Le Grand Réquisiteur. — Nous nous y opposerons de tout notre pouvoir !

Jean. — Et moi, messieurs, je vous jure que je ne céderai ma place à personne !

Le Grand Réquisiteur. — Elle est donc bien enviable.

Le Réquisiteur général. — Que voulez-vous faire ?

Jean. — Apprendre au monde ce que vous voulez lui cacher, messieurs les grands réquisiteurs.

Le Réquisiteur général. — Quoi ?

Jean. — Que les frères Tiphaine étaient innocents et quel est le crime de la justice des hommes !

Le Grand Réquisiteur. — Vous ne ferez pas cela !
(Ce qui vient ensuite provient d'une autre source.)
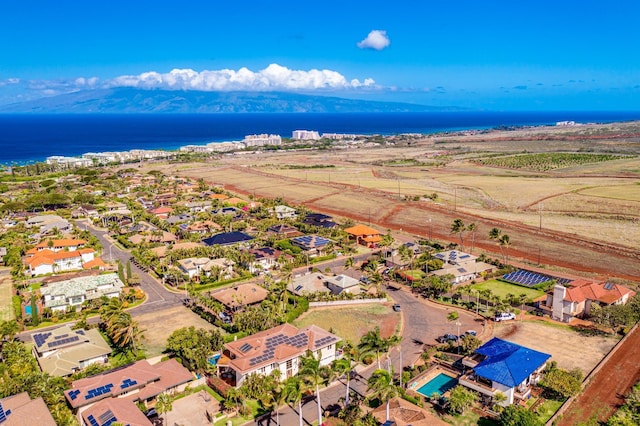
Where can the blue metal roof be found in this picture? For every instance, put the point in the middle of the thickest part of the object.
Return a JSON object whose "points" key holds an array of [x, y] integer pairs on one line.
{"points": [[507, 363], [227, 238]]}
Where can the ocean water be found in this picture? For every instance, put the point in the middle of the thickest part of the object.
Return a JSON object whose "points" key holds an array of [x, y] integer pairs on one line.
{"points": [[26, 138]]}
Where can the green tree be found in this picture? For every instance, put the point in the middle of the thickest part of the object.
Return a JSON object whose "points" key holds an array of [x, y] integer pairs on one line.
{"points": [[164, 405], [293, 390], [314, 373], [458, 227], [460, 399], [518, 416], [194, 346], [382, 387], [373, 342]]}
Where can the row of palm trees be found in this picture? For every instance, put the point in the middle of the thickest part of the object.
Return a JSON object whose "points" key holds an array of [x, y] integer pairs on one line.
{"points": [[272, 393]]}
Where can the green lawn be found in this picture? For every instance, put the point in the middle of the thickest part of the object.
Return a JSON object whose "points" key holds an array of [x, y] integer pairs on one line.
{"points": [[501, 288]]}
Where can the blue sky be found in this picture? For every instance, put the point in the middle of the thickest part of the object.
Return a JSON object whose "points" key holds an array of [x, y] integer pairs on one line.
{"points": [[496, 55]]}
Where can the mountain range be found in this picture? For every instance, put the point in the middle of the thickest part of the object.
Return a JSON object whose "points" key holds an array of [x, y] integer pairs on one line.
{"points": [[133, 100]]}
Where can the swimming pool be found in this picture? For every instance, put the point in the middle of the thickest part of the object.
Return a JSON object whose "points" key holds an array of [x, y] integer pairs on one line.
{"points": [[439, 384]]}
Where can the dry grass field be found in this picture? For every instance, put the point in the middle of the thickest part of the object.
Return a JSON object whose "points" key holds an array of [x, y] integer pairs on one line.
{"points": [[353, 321], [568, 348], [6, 292], [158, 326], [590, 213]]}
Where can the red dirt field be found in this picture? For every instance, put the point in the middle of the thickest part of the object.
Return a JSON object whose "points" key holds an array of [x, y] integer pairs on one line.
{"points": [[604, 394], [541, 246]]}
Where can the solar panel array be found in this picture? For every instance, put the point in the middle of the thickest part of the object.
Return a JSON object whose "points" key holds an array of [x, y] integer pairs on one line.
{"points": [[127, 383], [61, 342], [3, 414], [40, 338], [298, 341], [101, 390], [529, 279], [105, 419]]}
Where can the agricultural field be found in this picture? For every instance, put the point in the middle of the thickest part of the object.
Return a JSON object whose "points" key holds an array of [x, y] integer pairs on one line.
{"points": [[353, 321], [502, 289], [544, 162]]}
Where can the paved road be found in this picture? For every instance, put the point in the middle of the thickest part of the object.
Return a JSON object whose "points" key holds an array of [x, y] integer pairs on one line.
{"points": [[158, 297], [423, 321]]}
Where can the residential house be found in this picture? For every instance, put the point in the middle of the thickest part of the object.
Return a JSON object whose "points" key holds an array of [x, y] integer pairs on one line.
{"points": [[320, 220], [312, 245], [462, 266], [201, 227], [284, 212], [88, 211], [576, 298], [138, 382], [235, 298], [162, 212], [365, 235], [266, 258], [505, 367], [63, 351], [343, 284], [48, 262], [59, 245], [284, 231], [20, 410], [73, 292], [308, 284], [146, 204], [198, 206], [112, 410], [180, 218], [227, 238], [279, 348]]}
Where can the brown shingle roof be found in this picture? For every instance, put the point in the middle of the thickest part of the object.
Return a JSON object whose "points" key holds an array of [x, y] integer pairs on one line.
{"points": [[277, 344]]}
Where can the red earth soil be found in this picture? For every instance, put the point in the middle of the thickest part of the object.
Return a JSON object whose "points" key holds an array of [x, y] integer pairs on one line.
{"points": [[605, 393]]}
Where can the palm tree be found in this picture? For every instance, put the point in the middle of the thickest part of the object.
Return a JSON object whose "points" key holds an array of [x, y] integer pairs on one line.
{"points": [[343, 366], [381, 383], [313, 372], [472, 228], [164, 404], [504, 241], [293, 389], [458, 227]]}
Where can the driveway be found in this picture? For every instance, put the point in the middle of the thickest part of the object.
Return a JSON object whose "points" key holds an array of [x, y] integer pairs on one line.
{"points": [[158, 297]]}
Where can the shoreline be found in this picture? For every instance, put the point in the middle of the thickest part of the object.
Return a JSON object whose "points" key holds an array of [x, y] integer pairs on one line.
{"points": [[512, 121]]}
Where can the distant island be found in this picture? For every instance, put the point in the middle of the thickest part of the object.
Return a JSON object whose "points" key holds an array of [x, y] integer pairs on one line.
{"points": [[132, 100]]}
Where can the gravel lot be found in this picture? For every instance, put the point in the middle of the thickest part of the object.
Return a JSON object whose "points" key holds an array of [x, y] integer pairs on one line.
{"points": [[568, 348]]}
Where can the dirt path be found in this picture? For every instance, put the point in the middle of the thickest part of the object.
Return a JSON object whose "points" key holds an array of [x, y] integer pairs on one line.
{"points": [[604, 394]]}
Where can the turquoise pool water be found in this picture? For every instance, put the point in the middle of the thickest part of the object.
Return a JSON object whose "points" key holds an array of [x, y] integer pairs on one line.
{"points": [[440, 384]]}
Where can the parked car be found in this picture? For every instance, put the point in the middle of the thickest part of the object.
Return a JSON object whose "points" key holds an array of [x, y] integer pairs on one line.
{"points": [[447, 338], [504, 316]]}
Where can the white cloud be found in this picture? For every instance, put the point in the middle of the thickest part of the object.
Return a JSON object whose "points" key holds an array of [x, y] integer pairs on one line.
{"points": [[377, 39], [273, 77]]}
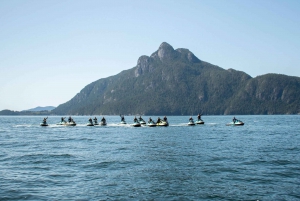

Jean. — Et qui m’en empêchera !

Le Grand Réquisiteur. — Tout ! Vous entendez, tout ! Moi, M. le réquisiteur général, tous ceux qui vous aiment, les amis de l’ordre et de la justice, votre intérêt, votre conscience…

Jean. — Ma conscience !…

Le Grand Réquisiteur. — Oui, votre conscience… À quoi bon chercher un inutile scandale qui retomberait sur nous tous. Si l’ancêtre a commis un crime, ce que M. le réquisiteur général et moi ignorons et ce que nous voulons continuer à ignorer, ce n’est pas une raison pour que son petit-fils en commette un second cent fois plus haïssable encore !

Jean. — Si cruelle qu’elle soit, je dirai la vérité ! Elle peut être utile à l’accusé !…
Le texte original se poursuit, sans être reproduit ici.